In November 2017, it became the first secondary school in North West England to be awarded the 'Dyslexia Friendly Quality Mark' by the British Dyslexia Association. As a result, the school is recognised as a safe place for those with dyslexia by meeting the Association's standards. Wellacre students won the 'Most Innovative Garden Design' award by the Royal Horticultural Society in December 2017 at the Whitworth Art Gallery, as part of its Green Plan-It Challenge regional competition. In March 2018, it was visited by the Bishop of Middleton Mark Davies as part of his special programme for Holy Week. He spoke to Year 8 students, answered questions from Year 10 religious education students, and was presented with a new decorative cross to mark 50 years of links between the school and St John's Church, Flixton that was designed by the school's staff and students; bearing significance in that former students had designed, created and paid for a cross on the entrance of the church building when it was built in 1968.

== Controversies ==

=== Mobile phone mast ===
In 2002, the mobile network operator Orange had plans to put two satellite dishes onto its mobile phone mast which was located on the school's rooftop, but was met with opposition from the local community due to health concerns, especially children and the potential effect on other schools in close proximity. It was to be discussed by Trafford Council's planning committee in early January 2002 but was deferred to the end of the month, at the request of the school governors. It was approved by the committee the following month who voted unanimously in favour of granting planning permission and as the proposal met current government guidelines and the Stewart Report for the health and safety standards, they agreed the plans could not be refused on the grounds of a 'perceived' risk to health. However, as the school governors were landowners meant they had the ultimate control over whether it goes ahead and said "they do not wish to renew the contract for the mast and they will arrange for the removal of the equipment at the earliest possible time".

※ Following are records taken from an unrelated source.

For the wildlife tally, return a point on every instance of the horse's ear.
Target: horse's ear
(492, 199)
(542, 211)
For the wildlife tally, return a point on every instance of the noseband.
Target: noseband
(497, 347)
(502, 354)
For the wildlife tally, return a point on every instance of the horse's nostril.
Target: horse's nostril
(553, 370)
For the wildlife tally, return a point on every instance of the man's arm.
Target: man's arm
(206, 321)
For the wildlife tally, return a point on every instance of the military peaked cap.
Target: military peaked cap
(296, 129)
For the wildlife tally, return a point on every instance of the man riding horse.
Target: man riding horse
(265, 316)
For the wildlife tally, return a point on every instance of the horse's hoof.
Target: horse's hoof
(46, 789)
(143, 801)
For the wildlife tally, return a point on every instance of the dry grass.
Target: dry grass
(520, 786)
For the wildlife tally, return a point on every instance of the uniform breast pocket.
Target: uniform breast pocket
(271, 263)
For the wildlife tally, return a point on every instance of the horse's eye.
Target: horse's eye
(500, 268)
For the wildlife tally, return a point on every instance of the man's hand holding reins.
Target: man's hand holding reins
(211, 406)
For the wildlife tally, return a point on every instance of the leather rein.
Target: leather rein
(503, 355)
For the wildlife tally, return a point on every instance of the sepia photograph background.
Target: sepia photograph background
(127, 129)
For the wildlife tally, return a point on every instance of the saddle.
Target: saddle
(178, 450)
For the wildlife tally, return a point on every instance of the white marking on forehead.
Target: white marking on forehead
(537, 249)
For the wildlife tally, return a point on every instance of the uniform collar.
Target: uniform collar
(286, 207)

=== Manchester Arena bombing suspect ===
The school released a statement on 25 May 2017 confirming the perpetrator of the Manchester Arena bombing was a former student at the school. Due to media interest, it requested the media to consider the impact it had not only on its students but throughout Greater Manchester, and "respectfully ask for the media to permit the school to continue with its daily business, undisturbed". The school issued no further statements on the matter.